Offline Incremental SCC
tags:algorithm
Outline
Hello, in this blog I’ll explain the algorithm from this Radewoosh blog. The linked blog is understandable and well-written (and honestly, this idea can be in summarized in one line as “dnc over timeline”) but it’s a bit informal and I feel like writing something, hence this blog.
Problem
We are going to learn to maintain information about SCCs in a directed graph when have a problem with the following general structure:
Given an initially empty digraph $G$, and a list of $m$ directed edges $E$ that are sequentially added to the graph, we need to answer queries of the following form: Find some information about SCCs in $G$ after the first $i$ edges are added
Some specific examples of queries would be:
-
Find the smallest $i$ such that $u$ and $v$ belong to the same SCC after the first $i$ edges are added.
-
Find the size of the SCC containing node $u$ after $i$ edges are added.
Note: As the title suggests, the idea described here is only applicable when we are allowed to process the queries offline.
Observations
Notation: Define $S(u, i)$ to be the set of nodes in the SCC of node $u$ after the addition of the first $i$ edges to $G$
The entire algorithm is based around a trivial observation:
For every pair of nodes $(u, v)$ we have, $(S(u, j) \neq S(v, j)) \implies (S(u, k) \neq S(v, k)) \forall k \leq j$.

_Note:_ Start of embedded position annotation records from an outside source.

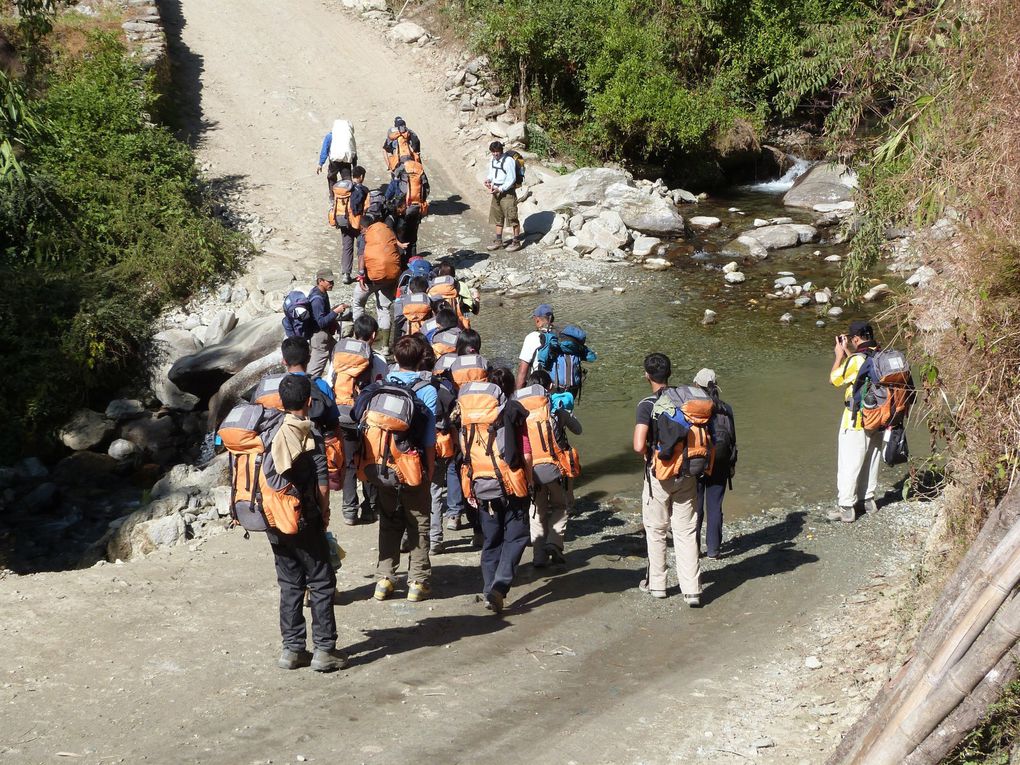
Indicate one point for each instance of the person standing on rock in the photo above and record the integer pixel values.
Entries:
(859, 452)
(711, 488)
(502, 184)
(527, 359)
(302, 559)
(401, 144)
(326, 319)
(668, 503)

Therefore, for every edge $E_i = (u \rightarrow v)$, we define $t_i = \arg \min_j \left( S(u, j) = S(v, j) \right)$ (and trivially infinite if they are never equal). One can observe that the presence of $E_i$ in $G$ doesn’t affect the structure of any SCC until the the first $t_i$ edges are added.
Algorithm
Pre-Processing
We will be doing DnC over the timeline of addition of edges (ie, $[1, m]$) with a recursive function of the form $f(l, r, \text{edge list})$. For every call $f(l, r, \text{edge list})$, our $\text{edge list}$ will contain all edges $E_i$ for which $l \leq t_i \leq r$.

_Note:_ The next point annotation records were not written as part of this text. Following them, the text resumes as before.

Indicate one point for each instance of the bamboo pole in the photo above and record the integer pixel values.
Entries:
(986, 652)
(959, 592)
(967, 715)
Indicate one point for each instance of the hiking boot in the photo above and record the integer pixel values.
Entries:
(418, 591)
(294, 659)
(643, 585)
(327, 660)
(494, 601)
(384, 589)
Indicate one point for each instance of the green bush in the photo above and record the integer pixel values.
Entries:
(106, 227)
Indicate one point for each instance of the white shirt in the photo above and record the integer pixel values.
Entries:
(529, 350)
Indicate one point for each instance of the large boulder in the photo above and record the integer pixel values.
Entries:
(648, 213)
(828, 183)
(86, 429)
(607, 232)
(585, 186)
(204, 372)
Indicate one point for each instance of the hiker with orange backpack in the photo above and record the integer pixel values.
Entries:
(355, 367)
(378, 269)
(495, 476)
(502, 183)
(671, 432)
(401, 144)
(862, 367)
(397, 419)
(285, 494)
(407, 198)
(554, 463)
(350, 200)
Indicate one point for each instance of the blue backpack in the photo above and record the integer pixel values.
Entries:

Let us look at what we do in the first call, $f(1, m, \text{edge list})$ to understand what the generalized recursive call will be doing:
-
Define $\text{mid} = (1 + m)/2$. We add all edges $E_i : i \leq \text{mid}$ to our initially empty graph and find SCCs induced by these edges. This can be done in $O(x)$ time where $x$ is the number of edges.
-
Store information about SCCs/answer queries.
-
For every edge $E_i = (u \rightarrow v) : i \leq \text{mid}$, if $\text{SCC}_u = \text{SCC}_v$, then we can deduce that $t_i \leq (1 + n)/2$. Otherwise, $t_i > \text{mid}$. Separate these edges into two groups $\text{G}_1$ and $\text{G}_2$ respectively. Add all edges $E_i : i > \text{mid}$ to $\text{G}_2$.
-
Call $f(1, \text{mid} - 1, \text{G}_1)$.
-
Once we return from this call, compress all the SCCs induced by the addition of edges in $\text{G}_1$.
-
Call $f(\text{mid} + 1, m, \text{G}_2)$. **Remember, this call must operate on the compressed graph.

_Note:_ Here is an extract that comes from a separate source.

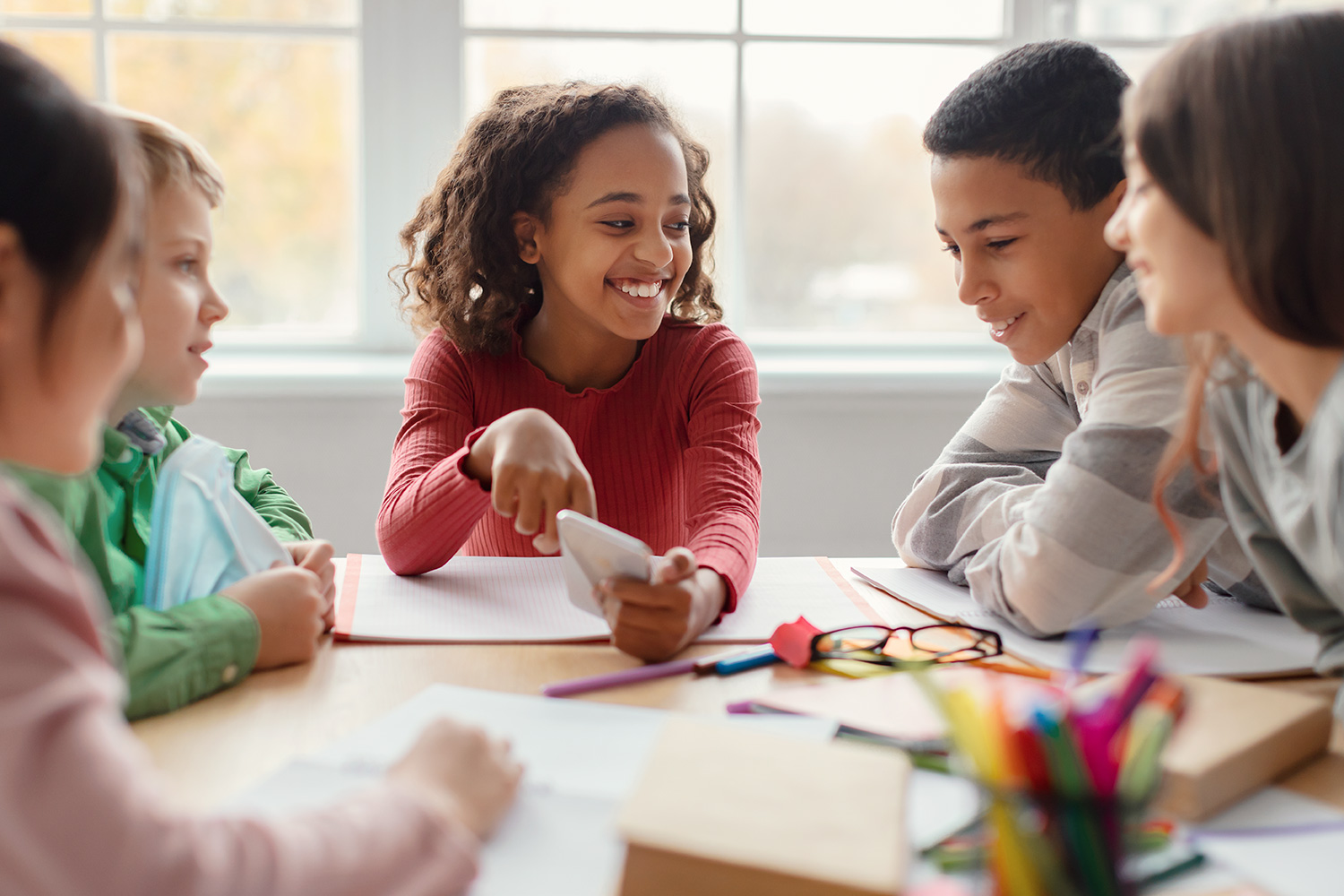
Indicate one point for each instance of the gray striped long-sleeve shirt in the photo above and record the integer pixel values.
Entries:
(1042, 503)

Notice that when we execute $f(l, r, \text{edge list})$, it is essential that we perform the computation within it (finding SCCs induced by $\text{edge list}$, checking if endpoints of edges belong to the same SCC, etc.) upon the compressed graph induced by all edges $E_i : t_i < l$. This can be done easily by maintaining a global graph $G$, and performing compressions introduced by $\text{edge list}$ of $f(l, r, \text{edge list})$ when we return from this function (therefore, step $5$ will actually be performed by $f(1, \text{mid} - 1, \text{G}_1)$ and the calls in its subtree before they return).
The pseudo code for our algorithm takes the following form:
create an empty graph G with n nodes
def f(l, r, edge list):
mid = (l + r)/2
initialize SCC structure from G
for every edge E[i] = (u -> v) in edge list:
if(i <= mid)
add (u -> v) to SCC structure
compute SCCs
problem specific stuff (storing info/answering queries)
initialize empty edge lists G1 and G2
for every edge E[i] = (u -> v) in edge list:
if(i <= mid):
if(SCC[u] = SCC[v])
add E[i] to G1
else
add E[i] to G2
else
add E[i] to G2
f(l, mid - 1, G1)
f(mid + 1, r, G2)
for every SCC induced by G1:
compress SCC into a single node in G
enddef
f(1, m, edge list)
Answering Queries
This is quite problem-dependent. I have only seen a couple of problems which use this idea so I will just describe two ways of answering queries that I know of:
Queries based on number of edges added
These queries are of the form:
Find some information about the SCCs of a graph after $i$ edges are added.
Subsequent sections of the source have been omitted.